In other words, the transmitted light amount NB of the sample grains is equivalent to that of brown rice.

When it is far from the setting range, there is no need to judge whether the light intensity adjustment is finished yet, so I focused only on the peak block of grain number and changed the light intensity next time. When NE approaches within the set range, there is a high possibility that the next light intensity change will bring it within the set range, so the average value of not only the peak block but also multiple blocks of the portion equivalent to brown rice that includes this peak block is calculated. In search of
If this average value is within the set range, it is determined that the light amount adjustment has ended.

[Brief explanation of drawings]

The figures show an embodiment of the present invention. Figure 1 is a block diagram of the removal rate control, Figures 2 and 3 are graphs of the transmitted light amount distribution in the removal rate sensor, and Figure 4 is a diagram of the rice hulling machine.

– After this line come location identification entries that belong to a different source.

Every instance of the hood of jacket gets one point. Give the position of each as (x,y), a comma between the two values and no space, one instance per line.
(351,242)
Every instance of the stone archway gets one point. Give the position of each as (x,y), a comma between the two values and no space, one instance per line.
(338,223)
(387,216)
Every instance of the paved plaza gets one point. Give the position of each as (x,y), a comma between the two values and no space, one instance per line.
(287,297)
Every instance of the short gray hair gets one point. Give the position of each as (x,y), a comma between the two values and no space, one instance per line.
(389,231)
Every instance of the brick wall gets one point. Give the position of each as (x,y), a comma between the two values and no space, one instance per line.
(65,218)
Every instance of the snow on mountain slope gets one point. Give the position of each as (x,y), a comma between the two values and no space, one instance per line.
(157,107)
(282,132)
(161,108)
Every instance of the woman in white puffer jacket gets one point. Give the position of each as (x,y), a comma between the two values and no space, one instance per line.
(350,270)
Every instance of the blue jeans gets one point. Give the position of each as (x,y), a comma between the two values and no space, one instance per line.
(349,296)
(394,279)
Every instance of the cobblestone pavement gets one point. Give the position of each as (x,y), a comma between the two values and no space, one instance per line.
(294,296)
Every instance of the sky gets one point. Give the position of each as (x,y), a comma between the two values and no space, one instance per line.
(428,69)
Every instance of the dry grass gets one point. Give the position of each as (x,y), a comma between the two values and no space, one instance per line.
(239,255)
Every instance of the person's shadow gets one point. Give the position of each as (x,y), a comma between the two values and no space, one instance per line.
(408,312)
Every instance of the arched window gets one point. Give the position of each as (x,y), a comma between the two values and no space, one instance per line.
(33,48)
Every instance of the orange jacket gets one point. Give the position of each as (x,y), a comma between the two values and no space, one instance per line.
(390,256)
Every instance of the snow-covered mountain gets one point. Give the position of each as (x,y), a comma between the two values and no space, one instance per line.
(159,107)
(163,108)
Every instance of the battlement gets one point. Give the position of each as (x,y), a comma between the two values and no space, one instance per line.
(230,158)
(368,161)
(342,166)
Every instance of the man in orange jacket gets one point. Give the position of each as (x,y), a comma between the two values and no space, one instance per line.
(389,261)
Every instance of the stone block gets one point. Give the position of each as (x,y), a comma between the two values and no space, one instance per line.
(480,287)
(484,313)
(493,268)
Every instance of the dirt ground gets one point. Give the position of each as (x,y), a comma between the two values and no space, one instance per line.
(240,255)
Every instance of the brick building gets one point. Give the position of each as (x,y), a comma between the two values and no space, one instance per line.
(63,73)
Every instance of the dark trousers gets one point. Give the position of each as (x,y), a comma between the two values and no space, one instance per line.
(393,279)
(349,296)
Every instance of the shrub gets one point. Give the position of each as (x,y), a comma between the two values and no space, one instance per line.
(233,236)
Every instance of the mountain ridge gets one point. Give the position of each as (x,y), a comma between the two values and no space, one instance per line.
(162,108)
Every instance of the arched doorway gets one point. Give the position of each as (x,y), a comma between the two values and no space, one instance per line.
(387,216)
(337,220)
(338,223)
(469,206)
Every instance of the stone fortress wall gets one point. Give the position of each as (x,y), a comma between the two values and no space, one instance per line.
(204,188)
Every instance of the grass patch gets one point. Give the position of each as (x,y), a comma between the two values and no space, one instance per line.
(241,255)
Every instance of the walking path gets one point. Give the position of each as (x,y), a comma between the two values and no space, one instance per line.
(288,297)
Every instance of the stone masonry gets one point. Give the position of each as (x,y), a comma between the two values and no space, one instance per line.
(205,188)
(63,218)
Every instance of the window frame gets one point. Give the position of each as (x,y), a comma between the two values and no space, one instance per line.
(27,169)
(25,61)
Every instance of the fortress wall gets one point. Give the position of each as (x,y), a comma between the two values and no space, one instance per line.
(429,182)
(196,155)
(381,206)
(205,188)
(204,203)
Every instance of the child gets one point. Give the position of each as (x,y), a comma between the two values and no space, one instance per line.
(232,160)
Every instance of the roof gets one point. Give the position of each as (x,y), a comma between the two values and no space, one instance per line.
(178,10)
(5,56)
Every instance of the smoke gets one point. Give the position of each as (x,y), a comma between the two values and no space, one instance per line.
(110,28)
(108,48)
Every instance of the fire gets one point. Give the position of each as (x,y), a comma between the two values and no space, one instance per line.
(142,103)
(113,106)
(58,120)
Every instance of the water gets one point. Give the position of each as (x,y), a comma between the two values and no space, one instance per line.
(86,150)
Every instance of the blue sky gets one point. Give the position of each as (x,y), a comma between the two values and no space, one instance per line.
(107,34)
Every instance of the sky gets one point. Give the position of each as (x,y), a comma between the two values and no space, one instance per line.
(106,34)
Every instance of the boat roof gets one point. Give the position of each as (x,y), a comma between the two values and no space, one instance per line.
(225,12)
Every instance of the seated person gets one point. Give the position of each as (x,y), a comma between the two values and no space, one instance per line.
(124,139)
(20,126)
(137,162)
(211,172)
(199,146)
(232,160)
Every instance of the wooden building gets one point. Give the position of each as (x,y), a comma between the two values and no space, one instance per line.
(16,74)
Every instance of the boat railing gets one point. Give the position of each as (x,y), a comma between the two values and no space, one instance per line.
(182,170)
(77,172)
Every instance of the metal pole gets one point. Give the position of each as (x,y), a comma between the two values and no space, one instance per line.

Slope map, 5th
The figure is a transmitted light amount distribution graph of a partially different embodiment, and FIG. 6 is a control flowchart thereof. (Explanation of symbols) 1 Dehulling rate sensor 2 Hulling device 3 Dehulled rice 4 Transmitted light amount distribution 5.6 Dehulling roll 16 Light emitting element 8 9 2 Light amount control device output circuit type setting switch Unhusked brown rice threshold

Claims (1)

[Claims] While the rice 3 removed by the hulling device 2 is passed through the sensor light emitting area of the removal rate sensor 1, the boundary between paddy M and brown rice G is determined by the transmitted light amount distribution 4 by the removal rate sensor 1. In the removal rate control, which calculates the removal rate by determining the threshold value K and adjusts and controls the roll gap between the pair of removal rolls 5 and 6 based on this removal rate, the removal rate is adjusted per one time according to the product type, etc. A light intensity adjustment setting range L is set in which the light reception level of the smooth rice 3 equivalent to brown rice G is constant while changing the light intensity of the light-emitting element 16 of the desorption rate sensor 1 based on the changed light intensity.
A light amount adjustment control method for an exit rate sensor, which is characterized by automatically controlling the light amount so that the light enters the room.